I need to not only look at the data, but also change it when working with it.

Since Holoview+Datashader can definitely be interactive (pan zoomable, automatically updates for visible viewport, re-render on new data, etc)

Right, you can definitely use HoloViews + Datashader to display a small viewport of a much larger dataset, with only the currently visible portion passed into the browser. With the right file format and using a Dask array or dataframe with regular sampling along N, it should even be feasible to avoid ever loading into Python memory the portion of the data that you aren’t using, lazily leaving that on disk until you pan over to that range (though I haven’t actually tried that).
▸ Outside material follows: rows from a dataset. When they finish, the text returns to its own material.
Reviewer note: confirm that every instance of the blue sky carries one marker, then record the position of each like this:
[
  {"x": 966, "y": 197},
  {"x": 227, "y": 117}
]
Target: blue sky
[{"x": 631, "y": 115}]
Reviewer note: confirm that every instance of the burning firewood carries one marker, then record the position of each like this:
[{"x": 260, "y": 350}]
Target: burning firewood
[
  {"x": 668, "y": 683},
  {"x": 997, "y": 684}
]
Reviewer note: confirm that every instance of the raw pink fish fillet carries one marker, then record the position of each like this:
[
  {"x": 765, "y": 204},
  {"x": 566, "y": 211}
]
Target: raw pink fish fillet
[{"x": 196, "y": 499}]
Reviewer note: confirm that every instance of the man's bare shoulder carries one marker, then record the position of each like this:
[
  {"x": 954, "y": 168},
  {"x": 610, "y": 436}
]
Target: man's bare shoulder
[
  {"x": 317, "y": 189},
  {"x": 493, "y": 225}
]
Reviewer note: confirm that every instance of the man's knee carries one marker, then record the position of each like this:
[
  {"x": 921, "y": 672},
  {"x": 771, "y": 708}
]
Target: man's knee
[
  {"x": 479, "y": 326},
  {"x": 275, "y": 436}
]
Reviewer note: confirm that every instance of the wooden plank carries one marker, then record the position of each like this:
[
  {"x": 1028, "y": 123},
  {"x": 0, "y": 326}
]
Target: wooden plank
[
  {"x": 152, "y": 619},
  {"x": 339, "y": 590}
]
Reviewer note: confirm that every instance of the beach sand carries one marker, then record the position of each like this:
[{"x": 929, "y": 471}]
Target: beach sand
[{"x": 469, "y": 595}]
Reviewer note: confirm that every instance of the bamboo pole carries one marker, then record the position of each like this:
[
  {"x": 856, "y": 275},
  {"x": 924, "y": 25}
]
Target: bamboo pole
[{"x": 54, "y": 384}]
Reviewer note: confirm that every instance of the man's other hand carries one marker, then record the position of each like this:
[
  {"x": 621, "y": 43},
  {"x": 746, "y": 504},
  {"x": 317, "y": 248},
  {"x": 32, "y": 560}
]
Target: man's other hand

Then once you have displayed the values in a window, Bokeh will be working in the global N coordinate system even though only W samples are currently displayed, and so if you use the annotation and drawing tools to collect inputs from the user about how you want those values to change, it should be easy enough to take those inputs, change the underlying large data structure, and have the results update.

I think this is a case where we should create examples in HoloViews or hvPlot showing how to do this, and in particular how to enforce a maximum size on w so that no one can zoom out and thus trigger the entire set of data to display (with potentially disastrous consequences). But it’s definitely nearly there already, and at most needs some tweaking.